The author also goes on to explain the five golden laws of Gold.

  1.     The First Law of Gold: Gold cometh gladly and in increasing quantity to any man who will put by not less than one-tenth of his earnings to create an estate for his future and that of his family. Basically it talks about saving. Arkad’s advice here is very similar to the First Rule, which is that saving is the beginning towards building wealth.
  2.    The Second Law of Gold: Gold laboreth or labours diligently and contentedly for the wise owner who finds for it profitable employment, multiplying, just as the flocks of the field.

    Arkad’s advice here is very similar to the Third Rule, which is that savings can themselves grow and compound your wealth.

  1.     The Third Law of Gold: Gold clingeth, or clings on to the protection of the cautious owner who invests it, under the advice of men wise in its handling. Arkad’s advice here is similar to the Fourth Rule, which is about being patient and having a long-term view.
  2. The Fourth Law of Gold: Gold slippeth or slips away from the man who invests it, in businesses, or purposes, with which he is not familiar, or which are not approved by those skilled in its keep. Arkad’s advice therefore is about investing in what you know about and what you understand about.
  3. The Fifth Law of Gold: Gold flees the man who would force it to impossible earnings or who followeth or follows the alluring advice of tricksters and schemers or who trusts it to his own inexperience and romantic desires in investment. Arkad’s advice here is about avoiding get-rich-quick mentality or very aggressive wealth creation strategies.

              The Babylonians were clever financiers and traders. So far as we know they were the original inventors of money as a means of exchange, and of promissory notes and written titles of property.

    The town of Babylon is located along the Euphrates River in present-day Iraq, about 50 miles south of Baghdad. Babylon was the capital city of the ancient Babylonian Empire.

    Babylon was never entered by hostile armies until about 540 years before the birth of Christ. Even then the walls were not captured. The story of the fall of Babylon is most unusual. Cyrus, one of the great conquerors of that period, intended to attack the city and hoped to take on its impregnable walls. Advisors of Nabonidus, the King of Babylon, persuaded him to go forth to meet Cyrus and give him a battle without waiting for the city to be besieged. In the succeeding defeat to the Babylonian army, it fled away from the city. Cyrus, thereupon, entered the open gates and took possession without resistance.

    Thereafter the power and prestige of the city gradually waned until, in the course of a few hundred years, it was eventually abandoned, deserted, left for the winds and storms to level once again to that desert earth from which its grandeur had originally been built. Babylon had fallen, never to rise again, but to it the civilization owes much. The eons of time have crumbled to dust the proud walls of its temples, but the wisdom of Babylon endures.

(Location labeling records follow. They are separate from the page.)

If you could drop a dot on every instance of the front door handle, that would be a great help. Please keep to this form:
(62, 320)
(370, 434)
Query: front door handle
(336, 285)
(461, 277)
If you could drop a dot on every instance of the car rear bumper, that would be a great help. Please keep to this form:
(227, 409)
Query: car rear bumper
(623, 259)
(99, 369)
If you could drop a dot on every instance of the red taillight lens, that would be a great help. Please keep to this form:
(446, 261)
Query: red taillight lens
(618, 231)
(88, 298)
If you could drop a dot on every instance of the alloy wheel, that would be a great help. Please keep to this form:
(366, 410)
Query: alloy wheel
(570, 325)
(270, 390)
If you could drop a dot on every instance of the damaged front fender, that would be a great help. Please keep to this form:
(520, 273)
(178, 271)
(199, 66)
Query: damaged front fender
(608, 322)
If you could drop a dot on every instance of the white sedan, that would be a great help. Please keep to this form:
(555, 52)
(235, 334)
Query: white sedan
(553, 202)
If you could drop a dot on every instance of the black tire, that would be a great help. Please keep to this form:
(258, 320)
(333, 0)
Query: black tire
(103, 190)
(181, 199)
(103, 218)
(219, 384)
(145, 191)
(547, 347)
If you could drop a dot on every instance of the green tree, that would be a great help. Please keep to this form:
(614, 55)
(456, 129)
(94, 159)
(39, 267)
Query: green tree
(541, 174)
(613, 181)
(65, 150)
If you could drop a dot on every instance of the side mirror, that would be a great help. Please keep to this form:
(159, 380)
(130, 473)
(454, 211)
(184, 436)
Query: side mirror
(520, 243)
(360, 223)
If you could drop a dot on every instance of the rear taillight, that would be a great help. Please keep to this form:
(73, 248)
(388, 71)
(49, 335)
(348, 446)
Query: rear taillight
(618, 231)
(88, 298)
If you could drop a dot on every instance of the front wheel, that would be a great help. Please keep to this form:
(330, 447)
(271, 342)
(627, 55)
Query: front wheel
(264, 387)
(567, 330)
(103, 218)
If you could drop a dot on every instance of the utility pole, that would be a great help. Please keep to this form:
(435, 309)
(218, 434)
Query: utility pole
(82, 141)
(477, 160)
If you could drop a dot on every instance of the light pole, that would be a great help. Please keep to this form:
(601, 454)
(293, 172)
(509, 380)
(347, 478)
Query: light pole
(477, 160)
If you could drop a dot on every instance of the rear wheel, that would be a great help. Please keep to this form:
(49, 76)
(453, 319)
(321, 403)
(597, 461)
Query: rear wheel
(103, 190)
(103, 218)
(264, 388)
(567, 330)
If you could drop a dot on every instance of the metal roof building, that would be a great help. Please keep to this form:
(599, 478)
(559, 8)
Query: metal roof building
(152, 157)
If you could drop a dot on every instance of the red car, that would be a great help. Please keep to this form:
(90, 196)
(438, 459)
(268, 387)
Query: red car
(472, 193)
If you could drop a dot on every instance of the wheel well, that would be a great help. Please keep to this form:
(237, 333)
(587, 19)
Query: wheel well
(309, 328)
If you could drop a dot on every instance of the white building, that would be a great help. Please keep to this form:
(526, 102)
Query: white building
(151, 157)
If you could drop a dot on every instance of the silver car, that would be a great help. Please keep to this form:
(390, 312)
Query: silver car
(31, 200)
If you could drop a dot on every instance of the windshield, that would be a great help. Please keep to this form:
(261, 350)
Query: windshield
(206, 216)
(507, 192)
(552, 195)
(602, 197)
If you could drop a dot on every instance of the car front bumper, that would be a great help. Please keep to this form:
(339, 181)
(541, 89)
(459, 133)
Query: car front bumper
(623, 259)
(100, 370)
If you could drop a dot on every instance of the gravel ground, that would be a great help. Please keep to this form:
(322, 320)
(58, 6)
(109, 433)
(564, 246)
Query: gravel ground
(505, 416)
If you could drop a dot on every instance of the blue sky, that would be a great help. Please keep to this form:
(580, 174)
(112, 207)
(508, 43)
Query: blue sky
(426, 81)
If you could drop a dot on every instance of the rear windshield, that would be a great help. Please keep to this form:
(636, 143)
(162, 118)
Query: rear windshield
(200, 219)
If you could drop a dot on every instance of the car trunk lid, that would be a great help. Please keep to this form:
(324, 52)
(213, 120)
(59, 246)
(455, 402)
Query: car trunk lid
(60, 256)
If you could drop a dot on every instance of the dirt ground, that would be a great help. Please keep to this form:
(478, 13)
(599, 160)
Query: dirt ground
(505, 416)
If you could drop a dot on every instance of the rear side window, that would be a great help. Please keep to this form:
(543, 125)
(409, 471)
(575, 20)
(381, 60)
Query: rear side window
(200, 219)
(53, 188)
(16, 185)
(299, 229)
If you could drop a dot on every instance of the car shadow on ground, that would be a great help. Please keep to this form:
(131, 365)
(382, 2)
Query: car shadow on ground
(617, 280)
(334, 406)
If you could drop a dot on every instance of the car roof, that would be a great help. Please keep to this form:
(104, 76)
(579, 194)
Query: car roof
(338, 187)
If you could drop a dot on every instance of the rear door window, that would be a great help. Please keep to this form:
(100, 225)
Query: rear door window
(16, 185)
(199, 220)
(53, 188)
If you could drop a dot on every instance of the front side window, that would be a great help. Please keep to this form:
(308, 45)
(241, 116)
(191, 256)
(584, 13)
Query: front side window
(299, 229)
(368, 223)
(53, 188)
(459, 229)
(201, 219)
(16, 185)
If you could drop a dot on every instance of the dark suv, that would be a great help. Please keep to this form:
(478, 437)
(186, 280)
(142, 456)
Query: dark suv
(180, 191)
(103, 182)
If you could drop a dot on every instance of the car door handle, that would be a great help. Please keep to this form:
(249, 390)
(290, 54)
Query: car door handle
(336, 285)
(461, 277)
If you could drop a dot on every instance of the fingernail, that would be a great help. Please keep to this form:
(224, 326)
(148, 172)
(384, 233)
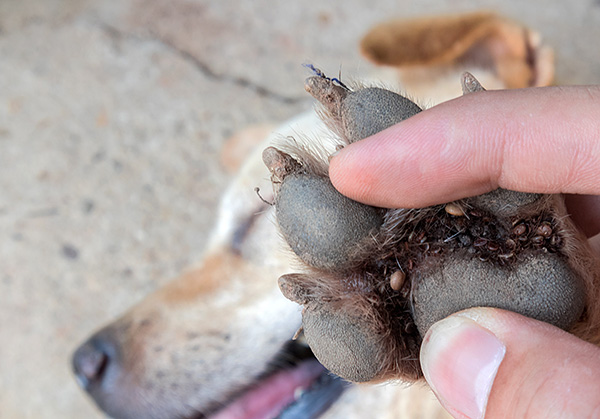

    This is a book that holds the secrets to acquiring money, keeping money, and making money earn more money. A sizable part of the book uses ecclesiastical and archaic literary language.

The book brings to mind the famous song of Boney M … By the rivers of Babylon
Where we sat down
And there we wept
When we remembered Zion.

    I would give this slim book of a hundred and forty four pages a rating of seven out of ten.